ジューダス・プリーストのロブ・ハルフォードが力説、ゲイをカミングアウトした経験から学んだこと

ジューダス・プリーストのロブ・ハルフォード(Illustration by Mark Summers for Rolling Stone)


―1990年にジューダス・プリーストが裁判にかけられました。ある弁護士がジューダス・プリーストのアルバムにサブリミナルなメッセージが入っていて、それが10代の少年2人の自殺を幇助したと主張したためです。この経験は、アーティストとしての自分の方向性を疑うきっかけになったりしましたか?

ロブ:あの事件は、外の世界には自分にダメージを与える力のある人間がいると教えてくれた。それが「どうやって前に進めばいいのか?」という疑問につながったね。リリシストとしての私は特に「何を言えばいいのか」や「何を言ってはいけないのか」を考えたよ。でも、そのうちに「どうしたってんだ? どうして自分はそんなことを考えているんだ?」と思うようになった。どんな形であれ、私は検閲が大嫌いだね。嫌悪すら感じる。私はクローゼットから出てきた男として、価値であれ、壁であれ、石であれ、チェーンであれ、何かで自分の身を縛るのは間違った行動だと知っているんだ。そんなものは制限付きの自由さ。あの事件から学んだことは、最後までやり抜くこと、自分の心に従って歌詞を書くことだ。ただ、あの裁判で最も心が痛んだのは、美しい少年2人の命が失われた事実だよ。

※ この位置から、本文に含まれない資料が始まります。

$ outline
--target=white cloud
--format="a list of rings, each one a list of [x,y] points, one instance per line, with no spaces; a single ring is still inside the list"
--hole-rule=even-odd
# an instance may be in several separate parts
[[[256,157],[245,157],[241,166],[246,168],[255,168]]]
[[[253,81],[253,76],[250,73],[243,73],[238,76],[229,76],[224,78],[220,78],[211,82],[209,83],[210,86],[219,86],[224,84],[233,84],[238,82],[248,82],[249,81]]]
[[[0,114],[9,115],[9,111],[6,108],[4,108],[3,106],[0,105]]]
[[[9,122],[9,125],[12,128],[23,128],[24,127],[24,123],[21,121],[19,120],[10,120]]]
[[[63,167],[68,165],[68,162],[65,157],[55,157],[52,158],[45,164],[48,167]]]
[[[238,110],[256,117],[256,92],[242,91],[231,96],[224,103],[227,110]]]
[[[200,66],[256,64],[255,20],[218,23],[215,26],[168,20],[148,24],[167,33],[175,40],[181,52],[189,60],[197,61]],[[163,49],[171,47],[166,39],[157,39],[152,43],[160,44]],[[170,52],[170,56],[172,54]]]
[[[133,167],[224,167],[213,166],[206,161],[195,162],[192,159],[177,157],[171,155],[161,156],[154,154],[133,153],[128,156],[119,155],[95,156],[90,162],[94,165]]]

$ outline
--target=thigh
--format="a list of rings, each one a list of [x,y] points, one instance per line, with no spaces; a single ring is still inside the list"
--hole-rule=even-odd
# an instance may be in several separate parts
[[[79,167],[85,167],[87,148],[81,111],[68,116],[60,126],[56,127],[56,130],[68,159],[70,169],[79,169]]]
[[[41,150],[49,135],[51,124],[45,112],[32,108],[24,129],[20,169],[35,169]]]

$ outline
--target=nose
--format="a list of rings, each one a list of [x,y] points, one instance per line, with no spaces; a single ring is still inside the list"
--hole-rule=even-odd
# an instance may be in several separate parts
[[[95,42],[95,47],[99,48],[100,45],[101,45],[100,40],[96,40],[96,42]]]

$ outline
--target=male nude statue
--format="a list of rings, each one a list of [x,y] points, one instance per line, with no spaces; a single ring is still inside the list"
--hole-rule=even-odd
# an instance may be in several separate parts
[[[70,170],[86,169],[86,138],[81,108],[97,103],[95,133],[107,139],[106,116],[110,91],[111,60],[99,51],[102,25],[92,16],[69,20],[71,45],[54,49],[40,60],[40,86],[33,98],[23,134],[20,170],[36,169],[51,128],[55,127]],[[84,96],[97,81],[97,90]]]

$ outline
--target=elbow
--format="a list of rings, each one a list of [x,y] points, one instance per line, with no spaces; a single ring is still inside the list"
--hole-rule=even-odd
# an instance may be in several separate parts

―90年代初めにプリーストを一度抜けて、10年後にカムバックしました。そうやって身を引くタイミングや復活するタイミングはどうやって知るのですか?

ロブ:そうだね、バンドを離れたときの理由は、私が多くの友人たちと同じ状況に陥ったせいだと思う。知り合いのリード・シンガーたちも同じような自分探しのたびに出たからね。あれは自分にとって重要な経験だったと思う。それこそ「you don’t know what you’ve got till it’s gone」(失くして初めてその価値に気づくものだ)という歌の通りだよ。内面的には何年も生活の中心だったバンドを離れることがとても辛かったけど、離れたことで全体像が見えてきて、自分がいなきゃいけない場所と思える場所に自分を引き戻してくれた。このバンドは自分がいるべき場所なんだ。このバンドが自分にとってすべてなんだ。

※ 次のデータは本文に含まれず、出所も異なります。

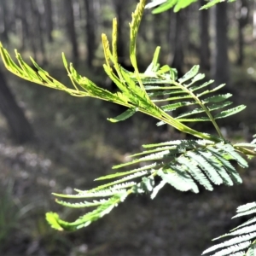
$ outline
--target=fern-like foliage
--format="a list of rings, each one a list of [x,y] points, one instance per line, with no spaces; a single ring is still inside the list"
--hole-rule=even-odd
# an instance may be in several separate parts
[[[176,13],[196,1],[197,0],[152,0],[151,3],[146,5],[146,8],[154,8],[154,9],[152,11],[153,14],[160,14],[172,8],[173,8],[173,11]],[[227,2],[234,1],[236,0],[228,0]],[[200,9],[207,9],[222,2],[224,2],[224,0],[209,1],[209,3],[203,5]]]
[[[224,84],[209,88],[213,81],[203,81],[204,74],[199,73],[199,66],[193,67],[178,79],[175,69],[167,65],[160,67],[158,63],[158,47],[147,70],[144,73],[139,72],[136,58],[136,39],[145,3],[145,0],[140,1],[130,24],[130,57],[134,73],[128,72],[118,62],[115,19],[113,22],[111,47],[107,36],[102,34],[102,37],[106,59],[103,67],[119,88],[116,93],[104,90],[79,74],[72,63],[67,63],[64,55],[64,66],[73,88],[55,79],[32,59],[35,68],[32,68],[17,51],[16,64],[0,44],[0,54],[7,69],[24,79],[66,91],[74,96],[91,96],[129,108],[122,114],[108,119],[109,121],[125,120],[139,111],[158,119],[158,125],[169,125],[195,137],[194,140],[144,145],[145,150],[132,155],[131,161],[115,166],[113,169],[127,168],[134,165],[135,167],[97,178],[106,181],[104,184],[89,190],[75,189],[74,195],[54,194],[59,198],[56,202],[64,207],[94,207],[94,210],[73,222],[62,220],[55,212],[48,212],[47,220],[56,230],[74,230],[85,227],[111,212],[129,195],[147,193],[154,198],[166,184],[181,191],[198,193],[199,185],[212,190],[214,185],[231,186],[240,183],[241,179],[233,164],[236,162],[247,167],[247,161],[241,154],[251,157],[256,154],[255,143],[232,144],[223,137],[217,124],[218,119],[235,114],[244,109],[245,106],[225,108],[231,104],[231,102],[227,101],[231,95],[212,95]],[[180,110],[180,113],[175,113],[177,109]],[[211,122],[216,132],[207,134],[187,125],[201,121]],[[159,183],[154,182],[156,177],[160,178]],[[64,201],[63,198],[74,199],[76,201]]]
[[[247,203],[237,208],[237,214],[233,218],[244,217],[256,213],[256,202]],[[219,244],[203,252],[213,253],[212,256],[252,256],[256,254],[256,217],[250,218],[229,233],[213,240],[232,236]]]

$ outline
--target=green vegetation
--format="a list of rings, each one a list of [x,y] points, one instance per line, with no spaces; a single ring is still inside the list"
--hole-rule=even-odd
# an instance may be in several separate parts
[[[160,3],[160,1],[155,2],[156,4]],[[213,1],[211,5],[218,2]],[[178,11],[191,3],[183,1],[176,3],[166,1],[155,9],[155,13],[166,10],[175,4],[174,10]],[[242,168],[247,167],[245,158],[251,159],[256,155],[256,139],[250,143],[233,143],[224,137],[218,125],[218,119],[228,118],[246,107],[240,105],[226,108],[232,104],[227,101],[231,94],[217,94],[224,84],[211,88],[213,81],[204,80],[205,75],[199,73],[199,66],[194,66],[184,76],[178,79],[174,68],[167,65],[160,67],[158,63],[160,55],[158,47],[146,71],[141,73],[138,70],[136,40],[145,4],[145,0],[141,0],[137,4],[130,26],[130,59],[135,72],[129,72],[119,64],[115,19],[113,21],[112,49],[107,36],[102,35],[106,59],[103,67],[117,85],[119,91],[116,93],[102,89],[89,79],[79,75],[73,64],[67,63],[64,55],[62,55],[64,67],[73,85],[73,89],[51,77],[33,59],[32,62],[34,67],[32,68],[17,51],[16,58],[19,65],[15,64],[8,51],[0,44],[1,56],[7,69],[24,79],[66,91],[73,96],[94,97],[129,108],[122,114],[108,119],[111,122],[124,121],[137,112],[141,112],[158,119],[157,125],[171,125],[191,137],[186,140],[143,145],[145,151],[131,155],[132,160],[113,167],[119,169],[128,166],[128,170],[96,179],[107,183],[89,190],[74,189],[75,195],[55,193],[58,198],[82,200],[79,202],[77,201],[73,202],[57,199],[56,202],[61,206],[73,208],[96,207],[73,222],[62,220],[55,212],[48,212],[46,214],[48,222],[58,230],[76,230],[86,227],[109,213],[131,194],[149,194],[153,199],[166,184],[171,184],[181,191],[198,193],[201,187],[212,190],[214,185],[233,186],[241,183],[241,177],[235,166],[238,164]],[[210,5],[205,6],[208,7]],[[177,114],[176,110],[179,111]],[[209,134],[195,129],[195,124],[200,122],[210,122],[215,130],[214,132]],[[129,168],[131,165],[137,166]],[[156,183],[156,177],[160,181]],[[88,201],[90,199],[90,201]],[[255,209],[255,203],[241,206],[238,208],[238,214],[236,217],[254,213]],[[256,241],[253,241],[256,237],[254,232],[256,226],[253,224],[255,221],[256,218],[252,218],[223,236],[236,237],[214,246],[204,253],[220,250],[214,255],[253,255],[256,251],[254,247]],[[248,248],[247,253],[241,252],[247,248]],[[240,253],[235,253],[236,252]]]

―ファイトと2woでの活動、またそれ以外の活動でどんなことを学びましたか?

ロブ:今でもあの頃の「自分で決める」という感覚を持っていて、ああいう音楽スタイルで自己表現したい思いもあるし、それを自覚して、実現することもできる。あの頃、どうやってあのバンドを上手くいかせるか、自分でもまったくわからなかったし、関連性があるか否かもわからなかったけど、あったようだった。自分の周りに同じ考えのプレイヤーばかりを置いたよ。プロジェクトを牽引するという点でそれまでより強く手綱を引いたけど、自分ひとりでは絶対にできなかったことだけは確かだね。そして、さまざまなことを理解する助けにもなったよ。